DS: Not at the moment; as a designer, I love to work with my own hardware. I hate working with PCs and Macs and their operating systems. It’s no fun! You spend all your time dealing with changing systems, crashes, incompatibilities, and not on the instrument itself.

Have you any plans of releasing new software synths?

DS: I should never say never, but it’s very very unlikely!

And finally, please drink some wine and relax before answering this one: could you advance any data about the new Boomchik drum box? 😉

DS: No specifics; hope to have a prototype at NAMM in January, and ship in the Spring.
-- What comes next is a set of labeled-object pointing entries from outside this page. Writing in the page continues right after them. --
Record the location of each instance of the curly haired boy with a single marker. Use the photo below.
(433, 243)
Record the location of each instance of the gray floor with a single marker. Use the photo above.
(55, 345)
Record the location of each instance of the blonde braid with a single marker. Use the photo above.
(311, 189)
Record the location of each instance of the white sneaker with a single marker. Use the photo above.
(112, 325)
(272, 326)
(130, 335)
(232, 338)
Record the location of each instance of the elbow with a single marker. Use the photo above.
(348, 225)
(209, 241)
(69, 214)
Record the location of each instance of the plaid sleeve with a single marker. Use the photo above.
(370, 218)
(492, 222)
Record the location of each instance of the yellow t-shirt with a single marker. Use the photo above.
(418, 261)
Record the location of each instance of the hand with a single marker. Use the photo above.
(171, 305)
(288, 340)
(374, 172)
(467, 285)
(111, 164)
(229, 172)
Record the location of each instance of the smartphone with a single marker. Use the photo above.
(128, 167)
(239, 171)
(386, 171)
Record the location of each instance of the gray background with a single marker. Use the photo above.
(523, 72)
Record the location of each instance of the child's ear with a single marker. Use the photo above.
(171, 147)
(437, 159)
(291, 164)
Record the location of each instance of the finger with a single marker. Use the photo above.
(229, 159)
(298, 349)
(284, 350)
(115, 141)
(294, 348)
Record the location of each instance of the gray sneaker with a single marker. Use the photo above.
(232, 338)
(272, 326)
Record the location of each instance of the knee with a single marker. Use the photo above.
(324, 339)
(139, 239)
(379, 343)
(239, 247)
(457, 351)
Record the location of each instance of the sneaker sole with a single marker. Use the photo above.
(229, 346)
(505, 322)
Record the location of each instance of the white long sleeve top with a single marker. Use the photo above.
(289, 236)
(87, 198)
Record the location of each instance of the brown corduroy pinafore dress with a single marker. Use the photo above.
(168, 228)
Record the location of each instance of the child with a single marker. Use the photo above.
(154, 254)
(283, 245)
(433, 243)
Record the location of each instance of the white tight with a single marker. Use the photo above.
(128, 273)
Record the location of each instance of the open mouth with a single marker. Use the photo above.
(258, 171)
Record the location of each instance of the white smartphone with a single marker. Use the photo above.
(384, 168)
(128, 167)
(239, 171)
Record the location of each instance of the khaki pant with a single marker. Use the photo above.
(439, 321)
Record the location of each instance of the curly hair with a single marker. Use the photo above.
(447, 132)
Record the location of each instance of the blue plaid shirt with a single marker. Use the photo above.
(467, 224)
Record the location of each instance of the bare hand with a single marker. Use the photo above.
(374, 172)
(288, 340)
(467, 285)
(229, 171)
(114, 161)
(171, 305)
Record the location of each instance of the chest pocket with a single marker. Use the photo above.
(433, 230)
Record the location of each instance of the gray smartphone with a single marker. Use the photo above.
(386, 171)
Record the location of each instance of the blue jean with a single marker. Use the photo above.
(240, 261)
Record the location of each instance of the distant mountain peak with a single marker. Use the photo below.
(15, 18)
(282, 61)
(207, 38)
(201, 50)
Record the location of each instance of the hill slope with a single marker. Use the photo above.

CDM: Dave, you were of course instrumental in making MIDI happen. But the core implementation of MIDI on musical instruments (leaving aside the various extensions to MIDI) remains largely unchanged. Is there any hope for us to see the kind of improvement we saw with the original unveiling of MIDI any time in the near future? Are there changes you would like to see?

DS: It would be very difficult to update MIDI; when we did it originally, there were only five companies involved, and most of the work was done by two (Sequential and Roland). Now, MIDI is used everywhere, not just for synthesizers. There are so many companies (synths, keyboards, PCs, cell phones, lighting, portable keyboards, effects, recorders, etc) with MIDI installed, that it would be nearly impossible. What would it be? Would it include audio? If so, what speed, how many tracks, etc? Then, what about video? As you can see, it could very well get out of hand.

Ed. note: one possibility of what it could be, answering some of these questions, is in the evolving interactive music spec iXMF, in turn extending XMF, a format bringing together sampled audio instruments with MIDI note data. We’ll be looking at iXMF later, but I’ll hasten to add it’s really a means of describing music, not necessarily control data — like MIDI as sent from a keyboard. So, as Dave says, there’s really a lot that’s unanswered and tricky to change. I bring this up as I expect we’ll be examining some of these issues over the coming months. -PK

CDM: What’s your own music-making process like at this point? What do you use, and how?

DS: I rarely use my old instruments; I much prefer a Poly Evolver or P08. Exception might be the VS; nothing sounds like a VS, though it is somewhat limited in sound possibilities. But, after working on synths all day, I prefer to pick up a guitar; it’s a nice change of pace, and it helps remind me of the personality of real instruments, how they dont need to change and get updated every year, and how good analog instruments sound.